To be clear, failure to strike a workable compromise will not hold back the development of AI. It will simply mean that the UK will miss the opportunity to shape AI development, as innovation may shift to countries with clearer regulatory frameworks. The government is right to push for a better outcome and should be commended for bringing forward a consultation on such a contested issue.
techUK believes that Option 2 – the broad TDM exception – would provide the strongest competitive advantage for the UK's AI sector and create significant opportunities for economic growth and will be the preferred option of many. Indeed, UK Day One’s analysis (2025) projects a potential positive impact of £22.16 billion over 5 years, £56.73 billion over 10 years, and £131.61 billion over 20 years.

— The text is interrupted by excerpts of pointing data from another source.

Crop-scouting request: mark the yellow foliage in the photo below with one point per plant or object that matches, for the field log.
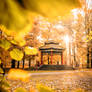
(5, 44)
(0, 61)
(1, 70)
(79, 90)
(18, 74)
(16, 54)
(42, 88)
(20, 90)
(30, 51)
(32, 89)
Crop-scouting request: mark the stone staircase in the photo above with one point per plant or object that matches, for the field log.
(55, 67)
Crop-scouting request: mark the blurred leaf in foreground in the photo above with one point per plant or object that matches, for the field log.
(17, 74)
(42, 88)
(16, 54)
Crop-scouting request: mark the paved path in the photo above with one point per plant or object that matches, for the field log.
(60, 80)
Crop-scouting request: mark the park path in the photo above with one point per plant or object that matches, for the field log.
(59, 80)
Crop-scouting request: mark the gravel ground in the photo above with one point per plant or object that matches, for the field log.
(58, 80)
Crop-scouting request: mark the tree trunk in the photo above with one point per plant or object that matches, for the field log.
(13, 63)
(48, 60)
(24, 61)
(18, 64)
(29, 62)
(91, 57)
(88, 57)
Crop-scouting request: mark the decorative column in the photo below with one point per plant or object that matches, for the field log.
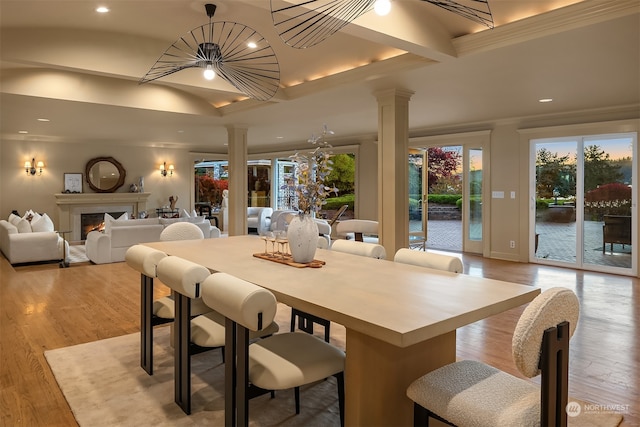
(393, 169)
(237, 138)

However, we support the Government's aims of finding a workable compromise between the positions of tech and creative industries. Therefore, we are of the view that Option 3 – while a big compromise for the tech sector, could be a viable compromise, provided that a number of areas are addressed. However, we stress that it represents the very minimum needed to remain competitive with the EU and global peers.
A successful AI copyright framework must be:
✅ Scalable and practical: To ensure practical implementation, the framework must allow AI developers to detect, track, and comply with rights reservations at scale. It will be important that opt-outs can be reliably detected at the point of data ingestion; machine-readable, allowing automated compliance at scale; and legally clear, defining what constitutes "reasonable efforts" for AI developers.
✅ Support industry-led standards and practical implementation: Rather than imposing strict rules that risk becoming outdated quickly, the government should encourage collaborative standard-setting. A number of protocols, such as “robots.txt,” TDMRep, the International Standard Content Code (ISCC), and C2PA – already provide practical, machine-readable ways to manage rights, however, we note that further development and standardisation will be important.
✅ Market-led licensing and thoughtful transparency: The landscape of content licensing evolves organically and should be nurtured. At the same time, transparency requirements must be meaningful yet proportionate – informative enough to protect rights without discouraging AI model training or harming smaller developers.
✅ Avoid making the UK an outlier: AI is a global phenomenon, and the UK cannot afford to diverge too far from emerging international norms. Misaligned or overly restrictive rules could make the UK less attractive for AI investment and talent, undermining both the tech and creative industries in the long run.
The UK should also avoid extraterritorial copyright obligations on AI models trained abroad, which would introduce legal uncertainty and deter local development.
A moment of opportunity
The UK stands at a pivotal moment—poised to shape an AI copyright framework that supports both technological innovation and creative expression. By embracing a balanced approach that provides legal clarity while enabling innovation, the UK can strengthen its position as a leading hub for both AI development and creative production.
techUK remains committed to supporting the development of a fair, practical, and forward-looking framework that works for all stakeholders in the UK's digital economy.
The Government’s consultation paper is clear that the current AI Copyright status quo benefits neither the UK tech companies nor the creative sector. The government has put forward four possible options in its consultation and its favoured approach would seek to build a workable compromise between the positions of tech and creative industries. We believe that the option of a broader TDM exception with an opt-out mechanism, could provide a constructive way forward bringing the UK into line with the EU and other major economies around the world. Failure to resolve this issue will simply mean that innovation in Generative AI takes place outside the UK with no additional benefit for creative companies. The government is right to seek a better outcome for the UK and should be commended for bringing forward a consultation on this complex and contested issue.